Abstract

This issue contains important articles, not least of which is an incredibly valuable review of stimulant formulations from the executive editor of the journal, Ron Steingard, MD. Elsewhere, the focus of these articles is squarely on depression, from investigations of functional connectivity (McVoy et al.) and behavioral predictors of treatment response (Kujawa et al.) to the pharmacokinetics of sertraline and escilatopram (Strawn et al. and Poweleit et al.).
The importance of this study to understand and treat depression was highlighted for me recently when we saw two people die from suicide who had experienced terrible loss because of mass shootings: Jeremy Richman, the father of a child who was murdered in the Newtown shooting in 2012, and Sydney Aiello, a teenager who was present and lost a friend at the Parkland shooting in 2018.
I asked my colleague Jamie Howard, PhD, to help put together these practical thoughts about countering the contagion of violence in our communities. I hope you will find this useful for your practice.
Depression, posttraumatic stress disorder (PTSD), and suicide risk are higher in people who have survived traumatic events or who have lost loved ones in violence. In his book Myths About Suicide, psychologist and researcher Thomas Joiner outlines the basic precursors to suicide: a desire to die and the ability to die. The desire, he says, comes from believing that you are a burden and that people are better off without you.
Guilt is also a factor in the desire to die among people who have experienced violence and loss of life. One of the most problematic symptoms of PTSD is “survivor's guilt.” A recent qualitative study in the Journal of Traumatic Stress Disorders and Treatment proposes a model where people with survivor's guilt are stuck in an ongoing cycle of trying to make sense of why they survived. They ruminate about it, which keeps them thinking about the trauma, which makes people depressed, which we know is correlated with suicide.
Joiner's second precursor to suicide, the ability to die, is a behavioral habituation. It comes from systematically overriding your drive to self-preserve. This is one reason why military members have a higher rate of suicide—because they have repeatedly faced the brink of death and they have habituated to it. The same is true for top-performing athletes and people with mental health disorders, such as women with eating disorders. And it is true of people who have been exposed to a violent loss of life.
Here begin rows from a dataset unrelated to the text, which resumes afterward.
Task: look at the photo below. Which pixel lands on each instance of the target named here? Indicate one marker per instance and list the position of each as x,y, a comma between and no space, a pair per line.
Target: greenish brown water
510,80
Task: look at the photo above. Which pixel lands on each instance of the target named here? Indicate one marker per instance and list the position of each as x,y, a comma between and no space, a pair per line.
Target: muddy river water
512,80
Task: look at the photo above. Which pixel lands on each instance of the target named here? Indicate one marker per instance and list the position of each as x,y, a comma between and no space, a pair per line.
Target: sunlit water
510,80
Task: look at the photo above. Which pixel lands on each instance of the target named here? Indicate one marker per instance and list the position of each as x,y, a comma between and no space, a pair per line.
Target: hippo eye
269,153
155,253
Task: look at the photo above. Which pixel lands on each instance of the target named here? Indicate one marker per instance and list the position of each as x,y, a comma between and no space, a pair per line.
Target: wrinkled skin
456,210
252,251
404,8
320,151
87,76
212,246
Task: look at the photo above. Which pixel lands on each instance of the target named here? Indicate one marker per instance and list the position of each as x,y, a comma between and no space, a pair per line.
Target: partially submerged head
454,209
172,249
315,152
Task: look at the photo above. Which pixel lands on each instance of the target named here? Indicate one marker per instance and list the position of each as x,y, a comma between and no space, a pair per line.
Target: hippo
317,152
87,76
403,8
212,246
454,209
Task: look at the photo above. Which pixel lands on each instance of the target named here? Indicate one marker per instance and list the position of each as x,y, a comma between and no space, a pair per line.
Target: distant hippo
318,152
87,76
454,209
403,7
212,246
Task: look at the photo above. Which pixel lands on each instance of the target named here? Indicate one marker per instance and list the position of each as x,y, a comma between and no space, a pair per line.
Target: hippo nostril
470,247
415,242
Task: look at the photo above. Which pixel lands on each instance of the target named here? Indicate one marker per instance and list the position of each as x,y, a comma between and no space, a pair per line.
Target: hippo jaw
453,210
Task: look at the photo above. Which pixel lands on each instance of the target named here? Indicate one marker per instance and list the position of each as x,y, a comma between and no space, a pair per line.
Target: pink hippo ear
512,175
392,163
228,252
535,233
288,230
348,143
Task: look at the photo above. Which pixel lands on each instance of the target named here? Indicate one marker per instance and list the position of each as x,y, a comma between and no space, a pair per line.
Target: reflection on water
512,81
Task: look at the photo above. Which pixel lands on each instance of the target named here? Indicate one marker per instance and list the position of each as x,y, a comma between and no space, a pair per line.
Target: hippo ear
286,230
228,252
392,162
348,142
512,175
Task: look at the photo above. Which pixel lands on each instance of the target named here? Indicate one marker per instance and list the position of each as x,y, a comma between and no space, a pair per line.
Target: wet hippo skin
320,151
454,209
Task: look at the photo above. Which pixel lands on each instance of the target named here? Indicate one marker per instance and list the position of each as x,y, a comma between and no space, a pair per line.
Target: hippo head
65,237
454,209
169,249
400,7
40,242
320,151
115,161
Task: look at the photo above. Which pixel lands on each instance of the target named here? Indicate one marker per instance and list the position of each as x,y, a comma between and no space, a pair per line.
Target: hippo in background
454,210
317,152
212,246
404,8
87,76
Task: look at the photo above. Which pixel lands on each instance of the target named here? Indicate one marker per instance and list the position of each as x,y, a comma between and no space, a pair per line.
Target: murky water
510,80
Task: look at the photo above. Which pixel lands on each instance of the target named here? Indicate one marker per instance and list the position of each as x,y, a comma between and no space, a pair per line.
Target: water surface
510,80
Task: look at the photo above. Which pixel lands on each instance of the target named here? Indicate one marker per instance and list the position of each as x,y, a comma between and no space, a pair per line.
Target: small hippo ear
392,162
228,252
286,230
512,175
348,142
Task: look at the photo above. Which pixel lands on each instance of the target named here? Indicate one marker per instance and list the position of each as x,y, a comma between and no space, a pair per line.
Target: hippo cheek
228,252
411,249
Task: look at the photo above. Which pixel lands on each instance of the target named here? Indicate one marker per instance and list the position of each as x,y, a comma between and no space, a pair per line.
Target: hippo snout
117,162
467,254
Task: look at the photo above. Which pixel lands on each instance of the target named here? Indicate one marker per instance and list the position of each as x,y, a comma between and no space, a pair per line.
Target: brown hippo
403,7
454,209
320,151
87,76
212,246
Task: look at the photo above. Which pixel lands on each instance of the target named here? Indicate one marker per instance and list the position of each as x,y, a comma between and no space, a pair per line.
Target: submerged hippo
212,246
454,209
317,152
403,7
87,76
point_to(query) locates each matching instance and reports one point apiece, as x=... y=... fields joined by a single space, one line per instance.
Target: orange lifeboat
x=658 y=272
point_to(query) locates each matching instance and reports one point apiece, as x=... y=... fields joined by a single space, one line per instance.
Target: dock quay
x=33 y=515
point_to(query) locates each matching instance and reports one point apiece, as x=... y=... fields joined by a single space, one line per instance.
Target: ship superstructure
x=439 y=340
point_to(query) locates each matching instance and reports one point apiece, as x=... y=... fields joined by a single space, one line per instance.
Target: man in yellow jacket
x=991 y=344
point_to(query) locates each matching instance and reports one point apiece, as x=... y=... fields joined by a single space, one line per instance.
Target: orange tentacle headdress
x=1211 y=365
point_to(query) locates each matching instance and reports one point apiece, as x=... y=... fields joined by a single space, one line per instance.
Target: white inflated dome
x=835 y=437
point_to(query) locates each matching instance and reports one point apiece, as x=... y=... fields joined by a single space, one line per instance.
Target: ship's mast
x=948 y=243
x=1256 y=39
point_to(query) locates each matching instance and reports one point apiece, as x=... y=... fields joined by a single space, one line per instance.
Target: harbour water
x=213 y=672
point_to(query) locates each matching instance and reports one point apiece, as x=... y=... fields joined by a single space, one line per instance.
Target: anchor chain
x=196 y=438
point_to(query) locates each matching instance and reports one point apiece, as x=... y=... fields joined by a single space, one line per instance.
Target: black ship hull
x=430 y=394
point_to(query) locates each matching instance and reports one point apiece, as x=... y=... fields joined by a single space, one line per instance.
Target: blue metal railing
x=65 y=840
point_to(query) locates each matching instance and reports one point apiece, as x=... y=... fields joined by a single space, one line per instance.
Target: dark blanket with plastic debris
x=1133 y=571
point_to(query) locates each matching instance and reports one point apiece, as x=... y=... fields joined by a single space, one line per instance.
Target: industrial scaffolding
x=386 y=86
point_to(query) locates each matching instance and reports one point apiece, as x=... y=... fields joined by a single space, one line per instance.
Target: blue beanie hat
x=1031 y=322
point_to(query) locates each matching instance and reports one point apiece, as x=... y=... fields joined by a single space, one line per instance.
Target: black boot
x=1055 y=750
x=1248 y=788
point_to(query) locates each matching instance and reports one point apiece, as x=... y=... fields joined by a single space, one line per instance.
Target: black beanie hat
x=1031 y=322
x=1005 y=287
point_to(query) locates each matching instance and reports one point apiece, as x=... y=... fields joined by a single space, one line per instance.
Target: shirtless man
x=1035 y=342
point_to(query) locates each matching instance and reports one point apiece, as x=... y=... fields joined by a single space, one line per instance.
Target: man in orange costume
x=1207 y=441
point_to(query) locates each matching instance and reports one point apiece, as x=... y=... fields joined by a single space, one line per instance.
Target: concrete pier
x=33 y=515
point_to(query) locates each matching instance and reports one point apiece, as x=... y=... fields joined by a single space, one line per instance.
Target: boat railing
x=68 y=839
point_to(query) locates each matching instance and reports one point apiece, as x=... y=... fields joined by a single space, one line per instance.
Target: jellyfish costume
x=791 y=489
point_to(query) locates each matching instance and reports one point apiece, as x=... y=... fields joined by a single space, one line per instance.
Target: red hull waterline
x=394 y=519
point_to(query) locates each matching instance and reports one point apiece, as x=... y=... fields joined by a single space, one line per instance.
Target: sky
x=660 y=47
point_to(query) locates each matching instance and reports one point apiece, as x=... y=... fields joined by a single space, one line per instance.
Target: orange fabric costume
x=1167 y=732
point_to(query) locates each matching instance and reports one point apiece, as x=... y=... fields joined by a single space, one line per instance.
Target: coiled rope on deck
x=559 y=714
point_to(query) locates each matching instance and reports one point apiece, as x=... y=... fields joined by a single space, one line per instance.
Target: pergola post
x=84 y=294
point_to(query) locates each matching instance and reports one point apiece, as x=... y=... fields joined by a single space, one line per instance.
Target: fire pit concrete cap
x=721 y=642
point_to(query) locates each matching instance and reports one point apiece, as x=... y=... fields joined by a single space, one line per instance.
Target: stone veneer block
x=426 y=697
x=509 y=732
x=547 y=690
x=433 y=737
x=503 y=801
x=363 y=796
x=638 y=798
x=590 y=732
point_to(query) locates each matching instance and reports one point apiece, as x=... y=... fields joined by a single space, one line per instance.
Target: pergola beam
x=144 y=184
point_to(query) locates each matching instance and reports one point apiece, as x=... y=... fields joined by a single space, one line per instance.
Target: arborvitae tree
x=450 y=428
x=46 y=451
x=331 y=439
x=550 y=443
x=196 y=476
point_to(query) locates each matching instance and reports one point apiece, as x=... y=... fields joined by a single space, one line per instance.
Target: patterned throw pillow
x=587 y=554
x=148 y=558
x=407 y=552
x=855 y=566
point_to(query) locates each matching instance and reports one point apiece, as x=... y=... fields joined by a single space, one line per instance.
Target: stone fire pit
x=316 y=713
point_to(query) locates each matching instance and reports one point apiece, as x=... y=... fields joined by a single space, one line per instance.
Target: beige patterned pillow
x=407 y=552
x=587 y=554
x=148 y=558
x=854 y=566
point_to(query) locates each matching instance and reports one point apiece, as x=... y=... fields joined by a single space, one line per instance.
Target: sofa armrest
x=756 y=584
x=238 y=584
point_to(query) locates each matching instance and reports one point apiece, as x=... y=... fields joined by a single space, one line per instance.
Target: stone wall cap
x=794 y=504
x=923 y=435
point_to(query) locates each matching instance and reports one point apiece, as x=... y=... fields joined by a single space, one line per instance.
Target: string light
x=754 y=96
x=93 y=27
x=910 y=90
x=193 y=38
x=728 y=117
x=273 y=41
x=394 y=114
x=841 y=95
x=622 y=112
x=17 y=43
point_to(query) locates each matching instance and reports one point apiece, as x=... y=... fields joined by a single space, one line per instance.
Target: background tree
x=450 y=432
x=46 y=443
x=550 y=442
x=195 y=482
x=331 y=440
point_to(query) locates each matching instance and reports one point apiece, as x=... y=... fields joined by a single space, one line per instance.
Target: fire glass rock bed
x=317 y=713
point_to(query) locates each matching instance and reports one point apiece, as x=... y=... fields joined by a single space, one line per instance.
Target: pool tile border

Joiner's fundamental point, however, and the one that is central to my study and to the studies of my colleagues at the Child Mind Institute, is that we can take steps to prevent suicide. Knowing how guilt and traumatic experiences provide the necessary precursors to suicide, we can use this knowledge to change trajectories. Here are some basic guidelines for helping people to cope with guilt and trauma: Talk about suicide matter-of-factly. Talking will not inspire individuals to die but may help them. Encourage young people to tell you what they are thinking and listen nonjudgmentally. Suicidal actions develop quickly, so repeated checking in is not bothersome; it could be lifesaving. Some kids may feel guilty, feeling that there is something they could have done to prevent it. Let them know that this is a common feeling when a loss is very difficult to accept. Coming to terms with a disturbing death takes time. We cannot hurry the process. Encourage young people and adults alike to seek treatment. Remember that suicide should be conceptualized in terms of an untreated psychiatric illness.